Medicare Advantage is the other way you can enroll in Medicare. Most Advantage plans work like a health maintenance organization. You are limited to a network of doctors and facilities based on where you live. You also typically need preauthorization for any medical care beyond basic preventative care.
The allure of Medicare Advantage is that you don’t need to purchase any supplemental coverage. In fact, you’re not allowed to have a Medigap policy. Not spending $100 to $300 a month on Original Medicare + Medigap is undeniably attractive. At least when you are healthy.
But you buy insurance to protect you from the big what-if. And that’s where Medicare Advantage could disappoint. Remember, you can’t see every doctor who accepts Medicare. That means the specialist you really want to oversee your care may be out of reach.
The high cost to actually use Medicare Advantage
And once you start to use your Advantage insurance, you will likely run into coinsurance that will typically require you to pay 20% of your bills. With a serious illness, that can easily be a six-figure treatment that charges coinsurance.
Some good news is that the government limits your Medicare Advantage annual out-of pocket-healthcare costs. This year, the maximum out-of-pocket is $7,550. Many Medicare Advantage plans set their out-of-pocket even lower. According to the Kaiser Family Foundation, a nonprofit healthcare research organization, the average out-of-pocket this year was around $5,000. (There is a separate out-of-pocket max for prescription drug coverage.)
Illness doesn’t care about calendar years
The out-of-pocket maximum is per calendar year. Many illnesses will span at least two years, possibly more. For instance, if you are diagnosed in September with cancer that requires chemotherapy, surgery and possibly radiation, you are still going to be in the thick of treatment the following year. That means you could face the out-of-pocket two times in just three, four or six months. That’s likely going to mean needing to pay more than $10,000 out-of-pocket in just a short period. If you and a spouse both require extensive ongoing care simultaneously, your out-of-pocket costs would double.
Original Medicare: cost and coverage
Now let’s return to Original Medicare. It definitely costs more upfront, as it’s imperative to add a Medigap policy to cover the coinsurance costs that are embedded in all Medicare. Again, a premium for a Medigap Plan G (the most comprehensive option for anyone enrolling in Medicare today) might run $100 to $300 a month, depending on where you live.

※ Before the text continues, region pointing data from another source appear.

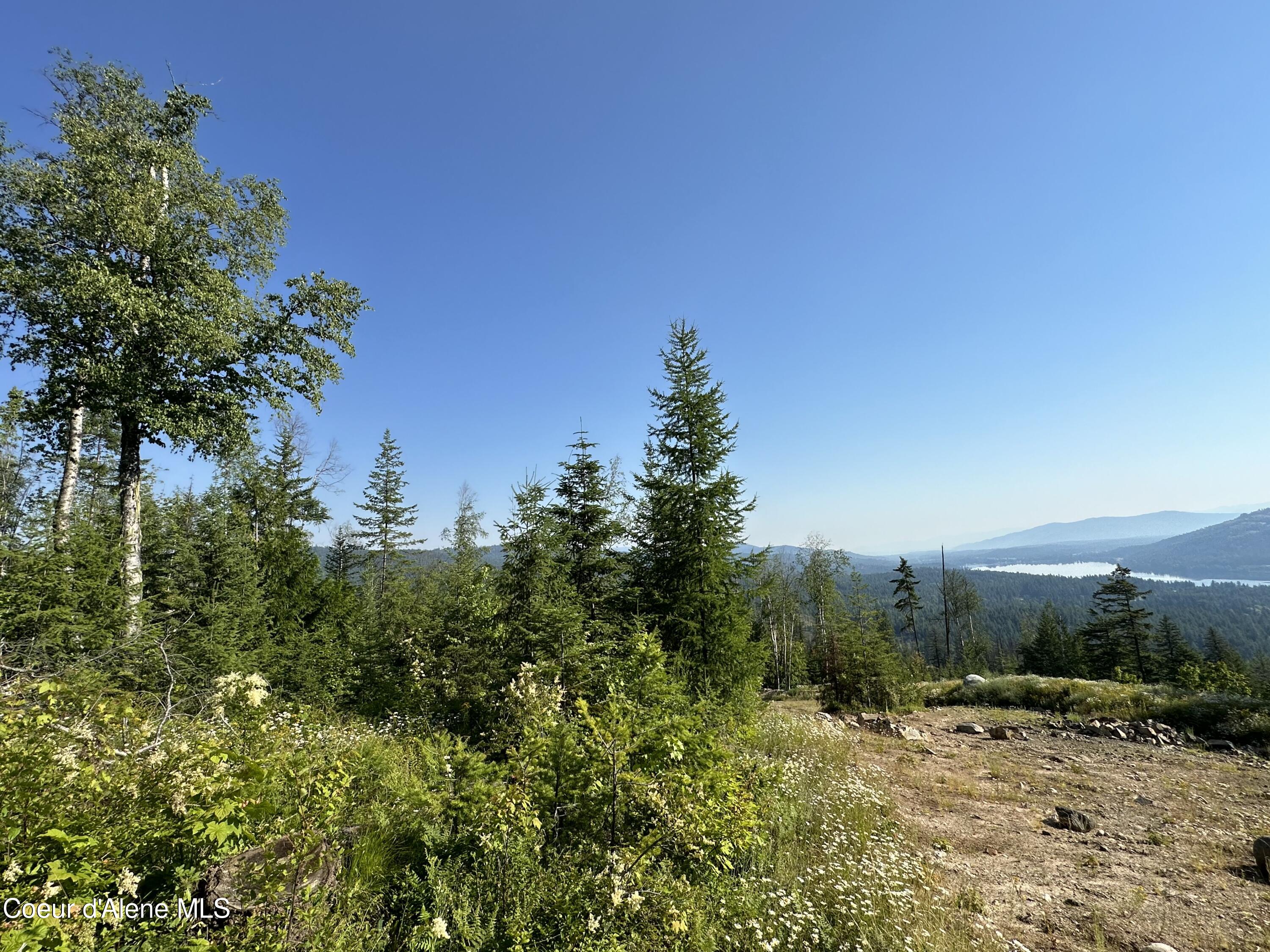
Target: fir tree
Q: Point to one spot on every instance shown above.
(1173, 650)
(908, 603)
(1051, 649)
(388, 521)
(1118, 635)
(590, 527)
(541, 608)
(1218, 650)
(690, 522)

But for that premium you have no other out-of-pocket costs other than the standard deductible for Medicare Part B ($203 in 2021).
If you live in a high-cost area, that works out to $3,600 a year per person. Clearly that is a significant cost that you want to plan for. But then you don’t have to worry.
Making a clear-eyed Medicare choice
There is no clear-cut right or wrong choice. The key is to make an informed choice.
Ask yourself: If you develop a serious illness will you be OK with the network of care, and what will likely be high out-of-pocket costs for at least two years, if not more?
Don’t presume you can just switch to Original Medicare + Medigap when you get sick. In most states you will effectively be shut out of qualifying for a Medigap policy, which will make it impractical to make the switch.
That said, if you start with Original Medicare + Medigap, and you come to find the premium cost of a Medigap policy is too steep, you can easily switch to Medicare Advantage.